Entri Populer

Kamis, 16 Desember 2010

Dasar Hukum Islam dan Perbedaan Aliran dalam Islam

Sesungguhnya dasar hukum Islam bersumber dari Al
Qur'an dan Hadits. Al
Qur'an merupakan kumpulan firman Allah yang berisi
petunjuk bagi orang
yang bertakwa, sedang Hadits merupakan penjelasan dari
Nabi Muhammad
SAW. Jika ada masalah yang tak ada solusinya dalam Al
Qur'an dan
Hadits, barulah para ulama Mujtahid bisa melakukan
ijtihad untuk
mencapai Ijma' Ulama (Kesepakatan ulama) yang tentunya
tak boleh
bertentangan dengan Al Qur'an dan Hadits. Hal ini sama
dengan
peraturan camat tak boleh bertentangan dengan
peraturan Walikota,
peraturan pemerintah, dan UUD:
.
"Kitab (Al Qur'an) ini tidak ada keraguan padanya;
petunjuk bagi
mereka yang bertakwa," [Al Baqoroh:2]

Sebagai Muslim, kita dilarang kafir (mengingkari)
perintah Allah dalam
Al Qur'an:

"Dan berimanlah kamu kepada apa yang telah Aku
turunkan (Al Qur'an)
yang membenarkan apa yang ada padamu (Taurat), dan
janganlah kamu
menjadi orang yang pertama kafir kepadanya, dan
janganlah kamu
menukarkan ayat-ayat-Ku dengan harga yang rendah, dan
hanya kepada
Akulah kamu harus bertakwa" [Al Baqoroh:41]

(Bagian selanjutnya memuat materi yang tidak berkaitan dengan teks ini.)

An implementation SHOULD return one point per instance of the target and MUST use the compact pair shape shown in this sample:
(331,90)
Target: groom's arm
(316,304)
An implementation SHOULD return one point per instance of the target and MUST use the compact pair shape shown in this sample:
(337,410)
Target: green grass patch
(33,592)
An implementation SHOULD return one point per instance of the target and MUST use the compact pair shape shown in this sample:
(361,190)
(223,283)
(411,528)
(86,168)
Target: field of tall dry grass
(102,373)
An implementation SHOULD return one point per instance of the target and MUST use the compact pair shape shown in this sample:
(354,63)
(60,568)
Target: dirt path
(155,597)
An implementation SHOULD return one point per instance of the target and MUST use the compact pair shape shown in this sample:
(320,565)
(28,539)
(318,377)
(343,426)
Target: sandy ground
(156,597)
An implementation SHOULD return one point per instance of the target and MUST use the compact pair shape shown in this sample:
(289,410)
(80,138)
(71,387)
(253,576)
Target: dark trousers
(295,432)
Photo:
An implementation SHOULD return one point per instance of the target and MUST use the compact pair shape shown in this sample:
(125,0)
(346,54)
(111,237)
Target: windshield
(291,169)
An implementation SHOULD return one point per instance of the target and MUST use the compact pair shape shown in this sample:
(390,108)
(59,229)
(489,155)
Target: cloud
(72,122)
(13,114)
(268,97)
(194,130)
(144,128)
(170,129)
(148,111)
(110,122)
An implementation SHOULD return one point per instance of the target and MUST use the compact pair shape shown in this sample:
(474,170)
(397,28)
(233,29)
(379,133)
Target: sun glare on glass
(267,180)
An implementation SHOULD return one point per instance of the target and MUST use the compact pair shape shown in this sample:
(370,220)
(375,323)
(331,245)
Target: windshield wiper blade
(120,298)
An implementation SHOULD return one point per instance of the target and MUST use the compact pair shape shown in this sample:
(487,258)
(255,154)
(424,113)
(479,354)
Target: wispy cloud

Kafir terhadap Al Qur'an bukan cuma berarti dia
terang-terangan
menyatakan kafir terhadap isi Al Qur'an, tapi juga dia
berusaha
menafsirkan isi Al Qur'an sehingga berbeda dengan
maknanya.

Padahal Allah menegaskan bahwa dalam Al Qur'an itu ada
ayat yang jelas
yang wajib kita amalkan, sedang ayat yang tak jelas
hanya Allah saja
yang mengetahuinya.

"Dia-lah yang menurunkan Al Kitab (Al Qur'an) kepada
kamu. Di antara
(isi) nya ada ayat-ayat yang muhkamaat itulah
pokok-pokok isi Al
Qur'an dan yang lain (ayat-ayat) mutasyaabihaat.
Adapun orang-orang
yang dalam hatinya condong kepada kesesatan, maka
mereka mengikuti
sebagian ayat-ayat yang mutasyabihat untuk menimbulkan
fitnah dan
untuk mencari-cari ta'wilnya, padahal tidak ada yang
mengetahui
ta'wilnya melainkan Allah. Dan orang-orang yang
mendalam ilmunya
berkata: "Kami beriman kepada ayat-ayat yang
mutasyabihat, semuanya
itu dari sisi Tuhan kami." Dan tidak dapat mengambil
pelajaran
(daripadanya) melainkan orang-orang yang berakal."
[Ali Imron:7]

Hanya orang yang sesat yang berusaha menafsirkan ayat
yang tak jelas
(mutasyabihat) dengan maksud menimbulkan perpecahan.
Adapun ayat yang
Muhkamaat (jelas), orang kebanyakan bisa langsung
memahami maknanya.
Bukankah zaman dulu meski belum ada IAIN, Al Azhar
atau para doktor,
toh penduduk Arab yang rata-rata cuma penggembala bisa
memahami makna
Al Qur'an yang Muhkamaat dan melaksanakannya?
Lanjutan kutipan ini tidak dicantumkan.